I think Indian women are more prone to this. W carry so much extra baggage all our lives that we forget that we are individuals ourselves too. The topic has much relevance today. Well written Anumita.
Maitreyee
:)
You are absolutely right, and do have tend to push our priorities way beyond our own sight.
Anumita Chatterjee Roy (Moon)
Thanks Anumita for this
Thanks Anumita for this article. When the first time I stepped out of India I realized how meaningless my guilt is being rebellion all the time. In most of the western world my behavior is most natural and sometimes characterized as being docile! I get inspired and changed my thinking over time but the double standard male dominated society make some strong imprints in my heart/head which I may never make myself free off.
Thanks again for the good article.
:)
Thanks for reading it, and am happy could make you feel comfortable..:)

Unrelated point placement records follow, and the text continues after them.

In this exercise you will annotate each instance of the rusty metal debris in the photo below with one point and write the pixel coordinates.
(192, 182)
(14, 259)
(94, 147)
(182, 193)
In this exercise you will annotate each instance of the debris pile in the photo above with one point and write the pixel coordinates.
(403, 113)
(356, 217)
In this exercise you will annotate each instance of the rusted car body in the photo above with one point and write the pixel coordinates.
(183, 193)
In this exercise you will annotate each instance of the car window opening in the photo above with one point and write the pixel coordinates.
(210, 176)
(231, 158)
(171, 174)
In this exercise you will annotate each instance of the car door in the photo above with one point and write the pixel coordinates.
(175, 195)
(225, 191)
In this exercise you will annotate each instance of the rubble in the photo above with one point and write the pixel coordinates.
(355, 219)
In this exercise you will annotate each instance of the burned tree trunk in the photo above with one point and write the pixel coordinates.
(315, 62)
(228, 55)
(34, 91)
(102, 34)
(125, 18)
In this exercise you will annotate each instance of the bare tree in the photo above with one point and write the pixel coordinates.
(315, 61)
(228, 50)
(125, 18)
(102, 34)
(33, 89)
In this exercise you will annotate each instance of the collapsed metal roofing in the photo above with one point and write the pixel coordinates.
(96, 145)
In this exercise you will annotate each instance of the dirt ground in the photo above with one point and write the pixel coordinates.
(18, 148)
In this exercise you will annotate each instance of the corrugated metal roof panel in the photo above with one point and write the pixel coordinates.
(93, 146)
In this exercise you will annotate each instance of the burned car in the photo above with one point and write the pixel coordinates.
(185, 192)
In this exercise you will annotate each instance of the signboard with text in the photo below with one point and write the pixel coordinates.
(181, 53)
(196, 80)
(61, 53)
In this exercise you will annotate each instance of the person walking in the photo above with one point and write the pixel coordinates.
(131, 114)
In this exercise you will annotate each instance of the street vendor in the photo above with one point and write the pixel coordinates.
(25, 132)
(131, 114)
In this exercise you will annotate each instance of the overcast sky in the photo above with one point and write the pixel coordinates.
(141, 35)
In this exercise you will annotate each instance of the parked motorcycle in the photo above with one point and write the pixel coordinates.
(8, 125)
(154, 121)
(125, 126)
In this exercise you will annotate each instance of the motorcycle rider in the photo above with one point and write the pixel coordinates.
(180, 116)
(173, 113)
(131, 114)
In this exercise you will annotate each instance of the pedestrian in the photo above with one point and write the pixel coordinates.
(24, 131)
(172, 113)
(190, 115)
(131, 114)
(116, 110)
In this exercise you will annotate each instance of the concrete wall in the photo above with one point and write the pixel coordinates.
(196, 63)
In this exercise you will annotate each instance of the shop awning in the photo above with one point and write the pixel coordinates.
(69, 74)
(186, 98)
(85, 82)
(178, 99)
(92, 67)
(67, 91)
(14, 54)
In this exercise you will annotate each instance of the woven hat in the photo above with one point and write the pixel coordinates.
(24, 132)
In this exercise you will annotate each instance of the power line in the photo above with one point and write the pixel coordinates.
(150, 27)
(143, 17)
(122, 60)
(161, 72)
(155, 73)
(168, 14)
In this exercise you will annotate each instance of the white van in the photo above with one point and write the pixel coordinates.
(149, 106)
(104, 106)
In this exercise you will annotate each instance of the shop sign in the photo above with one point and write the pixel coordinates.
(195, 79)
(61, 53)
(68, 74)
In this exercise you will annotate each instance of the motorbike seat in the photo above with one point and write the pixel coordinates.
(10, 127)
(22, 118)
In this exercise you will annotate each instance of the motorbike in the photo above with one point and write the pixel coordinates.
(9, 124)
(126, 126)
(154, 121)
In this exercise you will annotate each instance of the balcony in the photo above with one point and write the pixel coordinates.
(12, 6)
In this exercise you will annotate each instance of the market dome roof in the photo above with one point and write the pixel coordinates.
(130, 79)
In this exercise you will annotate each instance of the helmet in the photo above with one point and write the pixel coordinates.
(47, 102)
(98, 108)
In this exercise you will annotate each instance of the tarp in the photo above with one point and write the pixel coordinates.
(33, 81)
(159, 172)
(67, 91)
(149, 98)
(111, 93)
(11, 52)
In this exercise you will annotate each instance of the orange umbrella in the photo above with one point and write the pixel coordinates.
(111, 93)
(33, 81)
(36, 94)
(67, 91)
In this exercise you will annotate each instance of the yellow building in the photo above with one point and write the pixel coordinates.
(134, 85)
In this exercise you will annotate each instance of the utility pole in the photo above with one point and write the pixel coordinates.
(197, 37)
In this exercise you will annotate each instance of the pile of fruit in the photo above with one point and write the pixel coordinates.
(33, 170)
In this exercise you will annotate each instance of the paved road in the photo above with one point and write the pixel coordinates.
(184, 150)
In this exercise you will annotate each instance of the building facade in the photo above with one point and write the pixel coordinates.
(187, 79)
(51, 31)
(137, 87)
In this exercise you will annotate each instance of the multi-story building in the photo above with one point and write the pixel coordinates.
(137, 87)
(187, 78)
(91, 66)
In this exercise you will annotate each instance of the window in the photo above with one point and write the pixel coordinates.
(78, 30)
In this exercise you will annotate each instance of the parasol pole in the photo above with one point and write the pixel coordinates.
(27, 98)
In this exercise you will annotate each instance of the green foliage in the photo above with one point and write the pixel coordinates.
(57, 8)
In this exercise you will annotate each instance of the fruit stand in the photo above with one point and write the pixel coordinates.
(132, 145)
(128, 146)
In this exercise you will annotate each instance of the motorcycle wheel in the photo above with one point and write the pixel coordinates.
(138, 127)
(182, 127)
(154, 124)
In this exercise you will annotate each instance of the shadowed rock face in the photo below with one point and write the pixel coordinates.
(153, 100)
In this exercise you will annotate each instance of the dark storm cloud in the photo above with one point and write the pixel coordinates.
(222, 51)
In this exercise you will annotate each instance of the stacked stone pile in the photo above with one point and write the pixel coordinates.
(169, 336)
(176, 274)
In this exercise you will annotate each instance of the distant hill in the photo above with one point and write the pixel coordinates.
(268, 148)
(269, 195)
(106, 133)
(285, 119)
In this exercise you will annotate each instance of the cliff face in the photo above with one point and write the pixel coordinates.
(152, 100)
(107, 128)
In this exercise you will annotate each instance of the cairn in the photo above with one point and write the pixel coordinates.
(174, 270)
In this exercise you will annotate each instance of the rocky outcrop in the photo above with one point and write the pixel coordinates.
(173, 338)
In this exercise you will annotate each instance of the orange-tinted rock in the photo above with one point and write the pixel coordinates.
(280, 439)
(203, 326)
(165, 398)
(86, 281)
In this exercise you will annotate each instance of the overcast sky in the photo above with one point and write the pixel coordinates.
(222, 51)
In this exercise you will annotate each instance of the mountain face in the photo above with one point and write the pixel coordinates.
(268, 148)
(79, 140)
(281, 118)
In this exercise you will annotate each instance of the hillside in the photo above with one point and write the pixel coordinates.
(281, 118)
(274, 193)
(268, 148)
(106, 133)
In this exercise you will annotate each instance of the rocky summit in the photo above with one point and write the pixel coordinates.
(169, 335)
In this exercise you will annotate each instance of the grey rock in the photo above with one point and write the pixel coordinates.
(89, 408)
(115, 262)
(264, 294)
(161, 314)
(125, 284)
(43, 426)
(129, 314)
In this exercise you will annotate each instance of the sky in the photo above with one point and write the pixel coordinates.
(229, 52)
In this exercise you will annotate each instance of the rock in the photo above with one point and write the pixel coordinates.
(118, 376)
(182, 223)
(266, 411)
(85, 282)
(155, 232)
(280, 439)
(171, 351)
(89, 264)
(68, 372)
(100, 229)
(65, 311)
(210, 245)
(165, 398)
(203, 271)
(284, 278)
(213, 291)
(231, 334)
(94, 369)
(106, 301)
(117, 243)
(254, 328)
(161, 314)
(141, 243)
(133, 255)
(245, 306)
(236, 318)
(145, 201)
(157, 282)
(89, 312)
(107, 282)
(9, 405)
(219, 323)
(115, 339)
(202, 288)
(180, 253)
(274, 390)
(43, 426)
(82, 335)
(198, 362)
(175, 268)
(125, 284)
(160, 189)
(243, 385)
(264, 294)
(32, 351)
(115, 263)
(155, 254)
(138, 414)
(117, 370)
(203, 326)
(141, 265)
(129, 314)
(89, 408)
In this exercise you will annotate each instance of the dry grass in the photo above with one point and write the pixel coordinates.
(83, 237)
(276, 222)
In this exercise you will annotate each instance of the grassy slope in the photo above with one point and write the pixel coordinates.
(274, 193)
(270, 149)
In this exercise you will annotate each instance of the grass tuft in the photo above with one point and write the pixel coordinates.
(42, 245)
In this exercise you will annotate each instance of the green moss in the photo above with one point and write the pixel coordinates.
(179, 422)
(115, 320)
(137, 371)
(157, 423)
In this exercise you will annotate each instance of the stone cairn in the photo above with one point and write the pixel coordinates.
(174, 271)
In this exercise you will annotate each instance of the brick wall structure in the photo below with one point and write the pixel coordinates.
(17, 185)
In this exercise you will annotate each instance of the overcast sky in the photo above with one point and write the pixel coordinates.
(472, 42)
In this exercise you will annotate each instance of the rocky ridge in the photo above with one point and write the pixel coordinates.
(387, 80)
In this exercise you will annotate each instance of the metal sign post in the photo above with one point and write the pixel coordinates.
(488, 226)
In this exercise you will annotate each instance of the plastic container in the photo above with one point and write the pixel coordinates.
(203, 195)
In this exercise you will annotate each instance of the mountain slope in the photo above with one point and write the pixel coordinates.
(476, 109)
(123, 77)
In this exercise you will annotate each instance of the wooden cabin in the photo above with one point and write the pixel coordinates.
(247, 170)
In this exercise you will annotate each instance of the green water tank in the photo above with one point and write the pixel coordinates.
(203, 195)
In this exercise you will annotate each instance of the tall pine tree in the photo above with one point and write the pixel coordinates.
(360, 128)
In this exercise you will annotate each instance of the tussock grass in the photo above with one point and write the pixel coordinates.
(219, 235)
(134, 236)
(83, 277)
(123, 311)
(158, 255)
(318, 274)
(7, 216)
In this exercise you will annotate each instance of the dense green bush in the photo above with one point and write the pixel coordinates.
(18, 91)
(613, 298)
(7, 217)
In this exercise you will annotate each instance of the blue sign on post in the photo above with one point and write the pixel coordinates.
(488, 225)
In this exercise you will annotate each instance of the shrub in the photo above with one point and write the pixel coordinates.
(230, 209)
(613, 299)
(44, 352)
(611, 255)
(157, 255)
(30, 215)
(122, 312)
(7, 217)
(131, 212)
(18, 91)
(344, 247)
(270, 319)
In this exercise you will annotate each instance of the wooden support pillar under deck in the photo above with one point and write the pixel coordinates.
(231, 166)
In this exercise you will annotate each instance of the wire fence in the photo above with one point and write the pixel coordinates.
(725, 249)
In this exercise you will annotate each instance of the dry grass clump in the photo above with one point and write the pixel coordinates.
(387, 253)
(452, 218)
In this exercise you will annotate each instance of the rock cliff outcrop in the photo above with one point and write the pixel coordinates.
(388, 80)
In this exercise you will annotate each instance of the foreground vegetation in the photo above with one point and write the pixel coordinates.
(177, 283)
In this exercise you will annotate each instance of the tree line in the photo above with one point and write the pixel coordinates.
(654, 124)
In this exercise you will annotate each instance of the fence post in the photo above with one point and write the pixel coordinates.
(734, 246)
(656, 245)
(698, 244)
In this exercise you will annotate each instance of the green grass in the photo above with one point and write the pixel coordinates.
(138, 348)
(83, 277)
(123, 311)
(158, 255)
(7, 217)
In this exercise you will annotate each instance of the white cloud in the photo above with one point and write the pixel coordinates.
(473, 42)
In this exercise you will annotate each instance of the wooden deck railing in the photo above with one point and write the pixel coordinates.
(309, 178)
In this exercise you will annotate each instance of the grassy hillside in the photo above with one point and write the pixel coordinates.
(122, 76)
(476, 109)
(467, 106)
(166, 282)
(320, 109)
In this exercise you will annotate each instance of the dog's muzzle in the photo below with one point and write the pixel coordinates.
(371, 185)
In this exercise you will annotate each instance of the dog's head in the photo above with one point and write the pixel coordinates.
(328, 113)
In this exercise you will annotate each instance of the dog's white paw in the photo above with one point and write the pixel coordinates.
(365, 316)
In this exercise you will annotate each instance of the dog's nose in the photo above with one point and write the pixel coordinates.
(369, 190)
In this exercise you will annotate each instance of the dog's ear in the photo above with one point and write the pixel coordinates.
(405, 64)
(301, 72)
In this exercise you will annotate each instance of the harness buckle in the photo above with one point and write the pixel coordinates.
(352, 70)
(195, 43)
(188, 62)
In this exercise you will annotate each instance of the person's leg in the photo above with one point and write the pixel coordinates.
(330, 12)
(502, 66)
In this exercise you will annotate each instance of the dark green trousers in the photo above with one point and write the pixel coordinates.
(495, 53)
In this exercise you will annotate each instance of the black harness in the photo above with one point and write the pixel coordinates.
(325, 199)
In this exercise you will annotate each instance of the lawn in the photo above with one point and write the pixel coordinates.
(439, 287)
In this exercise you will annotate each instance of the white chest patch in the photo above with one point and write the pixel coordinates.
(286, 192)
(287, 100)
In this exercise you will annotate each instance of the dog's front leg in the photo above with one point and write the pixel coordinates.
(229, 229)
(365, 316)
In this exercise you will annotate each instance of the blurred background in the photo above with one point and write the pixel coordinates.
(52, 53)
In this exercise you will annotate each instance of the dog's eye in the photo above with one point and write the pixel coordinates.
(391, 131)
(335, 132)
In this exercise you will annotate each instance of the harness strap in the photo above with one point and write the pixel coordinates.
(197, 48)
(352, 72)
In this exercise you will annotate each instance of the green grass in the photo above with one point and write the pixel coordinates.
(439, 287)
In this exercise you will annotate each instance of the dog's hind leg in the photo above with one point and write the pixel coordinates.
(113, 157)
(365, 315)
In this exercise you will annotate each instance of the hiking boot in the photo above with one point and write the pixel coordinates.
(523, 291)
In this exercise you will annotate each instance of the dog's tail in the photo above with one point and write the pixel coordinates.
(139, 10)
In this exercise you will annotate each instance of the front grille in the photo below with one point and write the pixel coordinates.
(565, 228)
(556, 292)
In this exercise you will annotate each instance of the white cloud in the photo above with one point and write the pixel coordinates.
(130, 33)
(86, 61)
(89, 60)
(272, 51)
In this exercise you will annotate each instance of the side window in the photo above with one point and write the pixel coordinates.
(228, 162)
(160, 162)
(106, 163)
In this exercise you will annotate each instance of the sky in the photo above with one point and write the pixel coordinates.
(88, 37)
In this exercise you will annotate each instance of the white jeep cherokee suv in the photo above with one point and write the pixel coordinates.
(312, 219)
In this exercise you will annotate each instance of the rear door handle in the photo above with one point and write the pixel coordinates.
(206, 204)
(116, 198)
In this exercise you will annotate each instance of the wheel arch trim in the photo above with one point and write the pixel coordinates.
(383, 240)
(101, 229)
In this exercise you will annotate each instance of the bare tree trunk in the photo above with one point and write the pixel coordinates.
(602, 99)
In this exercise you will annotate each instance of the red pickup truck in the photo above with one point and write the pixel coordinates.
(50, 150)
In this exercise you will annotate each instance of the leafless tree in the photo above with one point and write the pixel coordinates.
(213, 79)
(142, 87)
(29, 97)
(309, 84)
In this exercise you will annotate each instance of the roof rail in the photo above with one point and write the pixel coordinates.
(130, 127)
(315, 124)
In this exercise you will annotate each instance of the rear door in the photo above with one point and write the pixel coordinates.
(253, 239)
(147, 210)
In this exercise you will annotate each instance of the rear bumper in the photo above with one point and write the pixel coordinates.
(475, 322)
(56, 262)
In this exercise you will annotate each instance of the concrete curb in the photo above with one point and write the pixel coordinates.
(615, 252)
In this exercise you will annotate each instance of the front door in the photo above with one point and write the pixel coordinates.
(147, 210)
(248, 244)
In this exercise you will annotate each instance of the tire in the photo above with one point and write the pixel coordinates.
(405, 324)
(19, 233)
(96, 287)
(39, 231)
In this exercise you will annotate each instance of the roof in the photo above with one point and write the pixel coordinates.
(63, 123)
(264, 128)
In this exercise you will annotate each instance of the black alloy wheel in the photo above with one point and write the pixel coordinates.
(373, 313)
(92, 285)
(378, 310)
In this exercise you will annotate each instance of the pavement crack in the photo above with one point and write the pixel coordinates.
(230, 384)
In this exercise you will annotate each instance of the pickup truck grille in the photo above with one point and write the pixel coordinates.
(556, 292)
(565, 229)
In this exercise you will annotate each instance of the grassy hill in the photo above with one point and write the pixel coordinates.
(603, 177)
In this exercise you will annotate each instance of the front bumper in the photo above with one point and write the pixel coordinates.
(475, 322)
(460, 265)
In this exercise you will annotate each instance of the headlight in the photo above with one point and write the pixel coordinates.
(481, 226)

Anumita Chatterjee Roy (Moon)
A matter of concern !
This topic is really a matter of concern for us.Right from our childhood to teenage and then marriage,there after children...we have always felt guilty in some way or the other throughout our lives.In many a case,women are not able to showcase their talents just because of this negative feeling.You have written it very well !
Mithu Dutta Sen.
An excellent write up...In my
An excellent write up...In my case I always saw my mum and aunts working and grew up feeling very proud that I have a working mother. I never felt for a minute that I was neglected by my mum and I never wanted my mother sitting at home. I preferred the quality time than the quantity time and from my childhood I never imagined that I will ever be sitting at home. I had never given up my job, studies or music even after my child was born. I live alone with my son and managed everything and never wanted to have this feeling of guilt. I had to sacrifice other things like movies, TV and most importantly living with my husband, however, I am happy that I did not give up the stuff that I wanted to do and also my son was always with me.
Very true
Guilt in the mother's mind affects her baby as well as the whole family. Being a mother of a 1.5 yr old and in a high stress job, I have been through this. Also when you are successfully balancing everything, some of the people surrounding you (friends and neighbors and colleagues make sure they question every aspect to enforce guilt feeling if its not already there). However, I have seen that being happy and comfortable about the quality time and care that I can provide my child is the best calming feeling ever. I do not have to compare myself with all other supermoms out there. Also babies are the ones who least judge their mommies so why bother about anyone else.